Chapter 3.5 – Beneath Still Waters

The sun had long set beyond the cracked horizon, bleeding its last light into the dust-choked sky. Hearth's Edge lay in uneasy silence. The villagers celebrated behind their shuttered doors, toasting the good fortune of two youths chosen by a sect. Laughter and cheap wine spilled into the air, masking the anxiety that always followed after cultivators departed—like a windstorm that might return at any time.

But Lin Chen did not celebrate.

He sat alone beside the stone he could not move.

The boulder had become a silent ritual—his place of defiance, his measure of growth. Not once had he been able to budge it. Not with strength. Not with focus. Not even with his will, honed through years of hardship. But that was fine. Cultivation was not a sprint—it was the slow erosion of weakness.

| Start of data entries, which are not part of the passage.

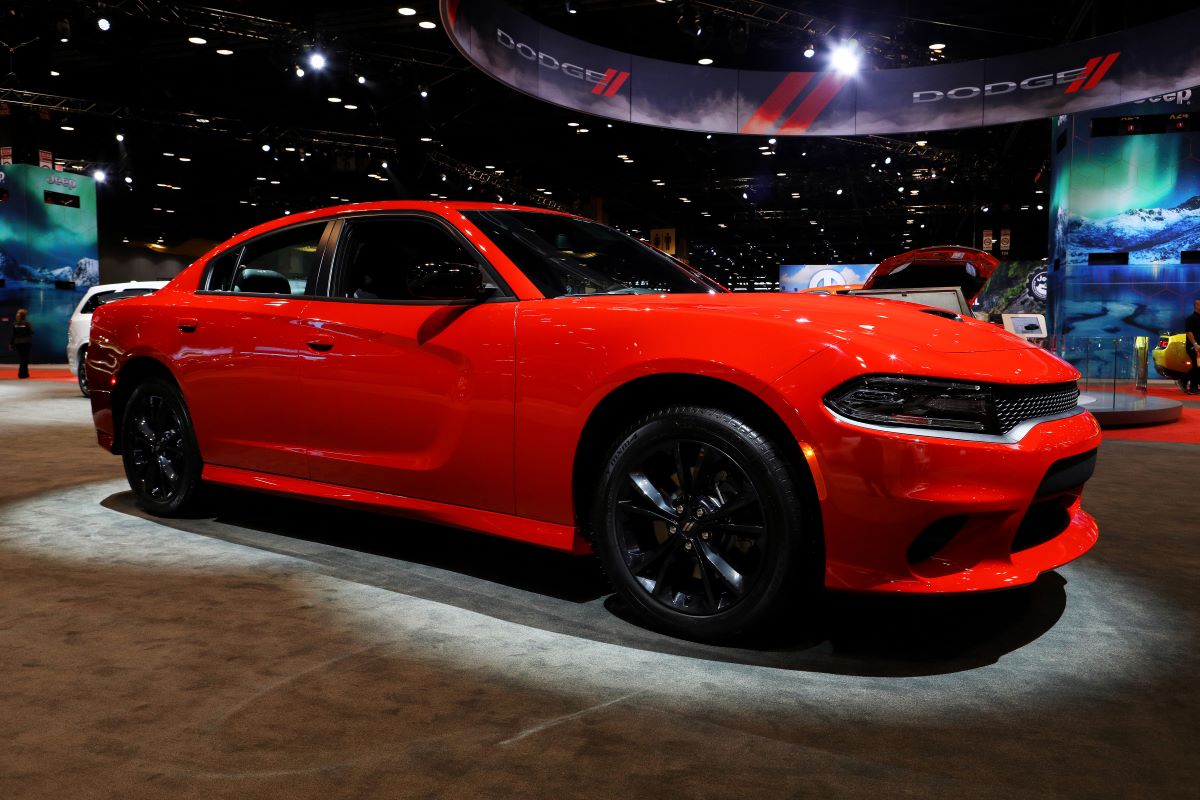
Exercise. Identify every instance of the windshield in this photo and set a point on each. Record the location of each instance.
(565, 256)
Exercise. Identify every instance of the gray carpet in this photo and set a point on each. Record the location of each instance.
(281, 649)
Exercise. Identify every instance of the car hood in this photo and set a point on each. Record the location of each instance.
(841, 319)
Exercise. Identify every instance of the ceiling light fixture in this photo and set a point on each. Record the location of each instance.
(845, 58)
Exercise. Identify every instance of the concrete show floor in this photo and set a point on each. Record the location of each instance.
(282, 649)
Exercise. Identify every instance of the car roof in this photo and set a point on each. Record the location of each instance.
(435, 206)
(125, 284)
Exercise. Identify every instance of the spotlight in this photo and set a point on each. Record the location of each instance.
(845, 58)
(690, 20)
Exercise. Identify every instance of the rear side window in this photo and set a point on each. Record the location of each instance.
(95, 301)
(381, 257)
(282, 263)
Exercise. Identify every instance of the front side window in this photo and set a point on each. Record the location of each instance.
(405, 259)
(282, 263)
(567, 256)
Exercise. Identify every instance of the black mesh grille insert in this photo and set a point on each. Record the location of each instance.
(1015, 404)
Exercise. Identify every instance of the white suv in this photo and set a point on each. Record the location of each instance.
(79, 328)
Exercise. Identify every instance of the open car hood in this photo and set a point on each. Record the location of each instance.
(935, 266)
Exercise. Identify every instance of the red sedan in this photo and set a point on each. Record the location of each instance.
(546, 378)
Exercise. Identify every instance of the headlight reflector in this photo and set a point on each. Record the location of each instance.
(894, 401)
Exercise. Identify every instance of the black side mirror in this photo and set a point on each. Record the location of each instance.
(445, 281)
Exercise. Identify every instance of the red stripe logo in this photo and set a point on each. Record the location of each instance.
(1093, 72)
(767, 116)
(611, 83)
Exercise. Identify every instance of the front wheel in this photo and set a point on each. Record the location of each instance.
(700, 524)
(162, 461)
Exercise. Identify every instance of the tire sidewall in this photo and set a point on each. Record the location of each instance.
(771, 476)
(192, 464)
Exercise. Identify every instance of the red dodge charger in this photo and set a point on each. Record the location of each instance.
(546, 378)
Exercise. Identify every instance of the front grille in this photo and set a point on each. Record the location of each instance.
(1015, 404)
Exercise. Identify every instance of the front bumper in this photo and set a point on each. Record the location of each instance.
(922, 513)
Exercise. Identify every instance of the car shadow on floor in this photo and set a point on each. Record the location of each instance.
(835, 633)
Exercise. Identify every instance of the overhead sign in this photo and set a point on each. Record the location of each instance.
(1151, 60)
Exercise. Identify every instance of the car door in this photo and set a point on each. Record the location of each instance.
(409, 388)
(239, 346)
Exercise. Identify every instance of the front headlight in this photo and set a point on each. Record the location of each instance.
(894, 401)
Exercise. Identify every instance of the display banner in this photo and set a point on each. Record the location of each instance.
(1099, 72)
(48, 253)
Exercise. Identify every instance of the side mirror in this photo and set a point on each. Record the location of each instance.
(445, 281)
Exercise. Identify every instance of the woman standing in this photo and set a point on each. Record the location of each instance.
(22, 340)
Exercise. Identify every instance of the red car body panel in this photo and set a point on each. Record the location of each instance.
(472, 415)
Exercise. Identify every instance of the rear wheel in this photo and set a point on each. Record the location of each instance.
(82, 371)
(162, 461)
(699, 523)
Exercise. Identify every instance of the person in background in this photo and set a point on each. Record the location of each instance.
(1193, 329)
(23, 340)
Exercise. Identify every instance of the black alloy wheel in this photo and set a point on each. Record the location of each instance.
(82, 372)
(700, 523)
(162, 461)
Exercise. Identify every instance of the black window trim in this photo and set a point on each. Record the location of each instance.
(317, 281)
(334, 266)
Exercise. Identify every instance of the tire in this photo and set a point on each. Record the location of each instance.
(82, 372)
(162, 461)
(711, 555)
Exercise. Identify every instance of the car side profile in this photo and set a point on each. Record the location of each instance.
(543, 377)
(79, 326)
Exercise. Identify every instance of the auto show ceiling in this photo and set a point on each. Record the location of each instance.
(226, 120)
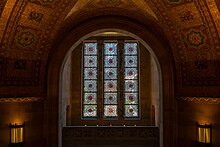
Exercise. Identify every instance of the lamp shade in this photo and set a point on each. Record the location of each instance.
(204, 133)
(16, 133)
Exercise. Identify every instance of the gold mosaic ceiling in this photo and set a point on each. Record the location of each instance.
(28, 29)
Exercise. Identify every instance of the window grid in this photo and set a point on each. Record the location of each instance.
(90, 82)
(110, 80)
(118, 75)
(131, 84)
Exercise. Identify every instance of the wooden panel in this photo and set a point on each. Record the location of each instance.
(104, 136)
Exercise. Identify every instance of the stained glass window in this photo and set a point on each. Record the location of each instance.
(90, 78)
(110, 80)
(131, 84)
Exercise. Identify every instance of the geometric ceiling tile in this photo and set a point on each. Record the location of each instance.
(195, 38)
(35, 16)
(174, 1)
(25, 39)
(48, 3)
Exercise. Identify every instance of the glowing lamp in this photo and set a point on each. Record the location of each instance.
(16, 133)
(204, 133)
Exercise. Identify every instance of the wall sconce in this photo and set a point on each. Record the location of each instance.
(204, 134)
(16, 133)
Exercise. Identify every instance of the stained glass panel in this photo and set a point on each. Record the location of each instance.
(131, 73)
(130, 48)
(90, 73)
(90, 48)
(110, 86)
(110, 73)
(90, 98)
(90, 85)
(90, 61)
(110, 98)
(131, 111)
(130, 61)
(110, 48)
(90, 111)
(110, 111)
(131, 85)
(131, 98)
(110, 61)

And in this world, he had much to erode.

His cultivation path was not bound to any sect or scroll. He did not study under a master. He had no Qi techniques, no spirit artifacts, no medicinal elixirs. All he had was his body, a fractured memory of ancient breathing arts from his past life, and an unrelenting soul.

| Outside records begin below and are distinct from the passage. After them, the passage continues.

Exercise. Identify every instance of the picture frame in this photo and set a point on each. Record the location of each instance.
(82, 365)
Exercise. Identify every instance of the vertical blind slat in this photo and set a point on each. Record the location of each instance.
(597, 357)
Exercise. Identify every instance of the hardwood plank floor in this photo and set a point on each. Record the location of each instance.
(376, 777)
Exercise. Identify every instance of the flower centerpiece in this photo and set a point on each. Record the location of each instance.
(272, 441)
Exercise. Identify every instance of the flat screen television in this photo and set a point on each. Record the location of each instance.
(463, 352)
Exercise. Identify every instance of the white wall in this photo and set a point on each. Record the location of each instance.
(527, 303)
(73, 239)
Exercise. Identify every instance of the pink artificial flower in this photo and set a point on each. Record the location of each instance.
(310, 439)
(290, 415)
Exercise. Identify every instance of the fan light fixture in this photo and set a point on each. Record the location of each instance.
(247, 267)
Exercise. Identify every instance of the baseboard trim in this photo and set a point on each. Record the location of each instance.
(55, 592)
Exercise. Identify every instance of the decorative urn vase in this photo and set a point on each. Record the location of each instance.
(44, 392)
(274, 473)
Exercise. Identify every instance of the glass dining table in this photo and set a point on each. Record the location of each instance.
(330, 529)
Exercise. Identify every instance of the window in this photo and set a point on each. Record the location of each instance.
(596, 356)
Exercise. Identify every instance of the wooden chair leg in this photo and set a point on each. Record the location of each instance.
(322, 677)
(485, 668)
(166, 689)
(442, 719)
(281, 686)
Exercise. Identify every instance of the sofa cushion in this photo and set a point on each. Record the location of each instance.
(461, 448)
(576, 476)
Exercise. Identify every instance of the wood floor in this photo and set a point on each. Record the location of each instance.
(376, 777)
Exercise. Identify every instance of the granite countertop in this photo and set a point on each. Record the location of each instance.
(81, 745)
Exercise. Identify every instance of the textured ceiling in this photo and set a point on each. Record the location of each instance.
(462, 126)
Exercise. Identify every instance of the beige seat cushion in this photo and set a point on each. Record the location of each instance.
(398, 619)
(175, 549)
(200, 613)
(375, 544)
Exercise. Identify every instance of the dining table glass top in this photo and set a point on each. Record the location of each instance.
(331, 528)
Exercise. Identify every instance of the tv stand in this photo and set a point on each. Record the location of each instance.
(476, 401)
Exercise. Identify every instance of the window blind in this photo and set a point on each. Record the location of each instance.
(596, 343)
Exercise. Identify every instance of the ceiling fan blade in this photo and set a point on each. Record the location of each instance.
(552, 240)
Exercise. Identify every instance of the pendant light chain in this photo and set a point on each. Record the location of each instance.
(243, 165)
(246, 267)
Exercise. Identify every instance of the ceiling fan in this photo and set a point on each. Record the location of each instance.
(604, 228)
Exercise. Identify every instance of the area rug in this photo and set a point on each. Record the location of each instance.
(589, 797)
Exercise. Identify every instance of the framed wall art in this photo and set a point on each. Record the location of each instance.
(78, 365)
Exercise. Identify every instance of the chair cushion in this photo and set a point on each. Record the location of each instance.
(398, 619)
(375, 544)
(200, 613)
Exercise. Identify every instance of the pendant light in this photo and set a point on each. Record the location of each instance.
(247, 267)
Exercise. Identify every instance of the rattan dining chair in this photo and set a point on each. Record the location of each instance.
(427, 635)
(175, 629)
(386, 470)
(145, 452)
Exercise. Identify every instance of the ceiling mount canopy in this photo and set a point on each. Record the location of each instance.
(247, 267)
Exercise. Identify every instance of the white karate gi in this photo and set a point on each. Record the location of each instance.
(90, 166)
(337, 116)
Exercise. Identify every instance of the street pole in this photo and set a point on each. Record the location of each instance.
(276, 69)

As night deepened, he sat cross-legged and began his breathing routine.

Inhale. Slow. Deep. Hold.

He drew in the air not just into his lungs, but into his bones, his marrow. He imagined it wrapping around his heart, whispering into his muscles, cooling the fire of fatigue in his blood. Each breath was a thread in a tapestry he could not yet see.

Exhale. Long. Controlled. Let go.

As he breathed, his awareness expanded—not outward, but inward. Into the cavern of his body. Into his meridians, dark and sluggish. Into the dantian at the base of his navel.

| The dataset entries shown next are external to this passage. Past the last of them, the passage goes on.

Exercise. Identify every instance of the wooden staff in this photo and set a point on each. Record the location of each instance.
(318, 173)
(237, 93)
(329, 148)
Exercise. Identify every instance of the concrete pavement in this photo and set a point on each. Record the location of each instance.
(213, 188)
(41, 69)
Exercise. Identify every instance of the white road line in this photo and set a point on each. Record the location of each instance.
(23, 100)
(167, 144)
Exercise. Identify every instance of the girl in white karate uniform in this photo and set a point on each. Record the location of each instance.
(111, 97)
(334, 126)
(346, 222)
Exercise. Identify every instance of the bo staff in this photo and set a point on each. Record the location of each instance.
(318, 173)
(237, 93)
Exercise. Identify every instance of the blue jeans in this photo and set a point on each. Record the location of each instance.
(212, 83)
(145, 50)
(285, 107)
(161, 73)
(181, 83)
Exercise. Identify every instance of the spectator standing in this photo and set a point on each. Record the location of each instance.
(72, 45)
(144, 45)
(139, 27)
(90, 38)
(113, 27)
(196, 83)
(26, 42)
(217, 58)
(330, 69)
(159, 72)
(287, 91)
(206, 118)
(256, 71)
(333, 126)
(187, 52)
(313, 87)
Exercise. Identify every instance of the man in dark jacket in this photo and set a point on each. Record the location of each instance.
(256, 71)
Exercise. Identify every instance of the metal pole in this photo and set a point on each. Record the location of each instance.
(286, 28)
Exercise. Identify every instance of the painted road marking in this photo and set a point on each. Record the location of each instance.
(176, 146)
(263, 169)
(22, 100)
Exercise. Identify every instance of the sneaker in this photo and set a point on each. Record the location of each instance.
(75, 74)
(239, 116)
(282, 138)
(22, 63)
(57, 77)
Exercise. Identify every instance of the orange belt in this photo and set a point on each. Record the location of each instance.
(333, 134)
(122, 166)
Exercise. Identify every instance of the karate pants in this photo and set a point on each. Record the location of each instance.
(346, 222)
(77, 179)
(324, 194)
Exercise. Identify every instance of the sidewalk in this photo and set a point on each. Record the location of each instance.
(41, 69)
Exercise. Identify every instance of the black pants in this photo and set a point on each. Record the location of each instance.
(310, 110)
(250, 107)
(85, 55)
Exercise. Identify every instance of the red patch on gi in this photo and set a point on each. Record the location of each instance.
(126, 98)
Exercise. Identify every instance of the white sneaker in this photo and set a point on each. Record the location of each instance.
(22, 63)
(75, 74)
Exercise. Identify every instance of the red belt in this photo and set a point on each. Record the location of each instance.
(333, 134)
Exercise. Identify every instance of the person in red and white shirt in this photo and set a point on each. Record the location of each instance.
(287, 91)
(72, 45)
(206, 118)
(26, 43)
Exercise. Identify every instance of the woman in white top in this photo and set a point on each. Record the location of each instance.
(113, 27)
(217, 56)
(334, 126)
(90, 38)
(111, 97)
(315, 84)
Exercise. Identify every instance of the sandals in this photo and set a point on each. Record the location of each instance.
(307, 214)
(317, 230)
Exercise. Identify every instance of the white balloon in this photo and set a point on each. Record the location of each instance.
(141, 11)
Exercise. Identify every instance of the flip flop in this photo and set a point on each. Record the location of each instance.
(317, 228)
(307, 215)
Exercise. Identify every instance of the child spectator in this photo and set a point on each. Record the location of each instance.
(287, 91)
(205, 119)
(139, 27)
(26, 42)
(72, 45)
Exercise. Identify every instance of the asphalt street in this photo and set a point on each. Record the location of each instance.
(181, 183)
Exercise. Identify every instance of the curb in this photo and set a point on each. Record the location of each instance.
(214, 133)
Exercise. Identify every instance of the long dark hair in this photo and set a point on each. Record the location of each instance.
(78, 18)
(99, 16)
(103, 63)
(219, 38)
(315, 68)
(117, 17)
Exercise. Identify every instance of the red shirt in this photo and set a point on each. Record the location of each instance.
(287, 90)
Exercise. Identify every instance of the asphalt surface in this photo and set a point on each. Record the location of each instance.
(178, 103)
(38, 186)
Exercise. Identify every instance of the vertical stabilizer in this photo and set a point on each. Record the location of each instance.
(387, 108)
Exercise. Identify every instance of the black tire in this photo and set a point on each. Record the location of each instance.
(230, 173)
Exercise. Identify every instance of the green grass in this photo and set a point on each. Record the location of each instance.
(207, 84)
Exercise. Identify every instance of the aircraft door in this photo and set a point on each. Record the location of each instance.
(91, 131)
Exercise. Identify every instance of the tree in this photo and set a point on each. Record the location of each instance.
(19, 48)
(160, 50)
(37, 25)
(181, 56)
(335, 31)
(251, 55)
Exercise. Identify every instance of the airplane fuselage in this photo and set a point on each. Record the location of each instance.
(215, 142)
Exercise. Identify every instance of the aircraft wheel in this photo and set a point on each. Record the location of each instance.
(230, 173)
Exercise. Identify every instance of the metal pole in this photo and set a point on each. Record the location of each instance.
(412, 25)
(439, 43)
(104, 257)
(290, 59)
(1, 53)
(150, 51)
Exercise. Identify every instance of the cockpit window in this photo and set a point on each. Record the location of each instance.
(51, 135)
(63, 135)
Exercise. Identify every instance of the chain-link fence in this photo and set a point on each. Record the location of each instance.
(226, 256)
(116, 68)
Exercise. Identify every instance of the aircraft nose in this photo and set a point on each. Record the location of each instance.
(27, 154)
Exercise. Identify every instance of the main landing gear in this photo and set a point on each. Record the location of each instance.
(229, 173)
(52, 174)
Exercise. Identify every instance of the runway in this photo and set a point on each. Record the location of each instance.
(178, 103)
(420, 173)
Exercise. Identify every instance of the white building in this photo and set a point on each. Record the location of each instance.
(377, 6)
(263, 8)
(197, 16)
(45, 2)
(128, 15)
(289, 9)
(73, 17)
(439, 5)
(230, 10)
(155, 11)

There, he found it again—stillness.

A stillness so deep it did not feel empty, but coiled. Waiting.

Like a lake frozen over, hiding monstrous depth.

And he understood: his dantian was not lifeless—it was dormant.

Something ancient slept there.

The next morning brought trouble.

At dawn, the elder's goat pen was found shattered. Two animals missing. Deep claw marks on the posts. No ordinary beast could've done it.

Rumors swirled. Some said it was a mountain leopard, others whispered of a cursed spirit beast. The cultivators had taken the only talismans with them, and no one in the village had spiritual defenses.

Except, perhaps, one.

Lin Chen examined the claw marks in silence. He found faint Qi residue—something most wouldn't sense. Feral. Chaotic. Old.

Tracks led north, toward the Whispering Ravine.

No one went there. The land was said to be haunted, poisoned by failed cultivators who died screaming into the void.

But Lin Chen went.

The ravine was a scar in the land, deep and narrow, veined with black moss and pale stone. It breathed cold air even at midday. There were no birds. No insects. Just the sound of dripping water from unseen cracks.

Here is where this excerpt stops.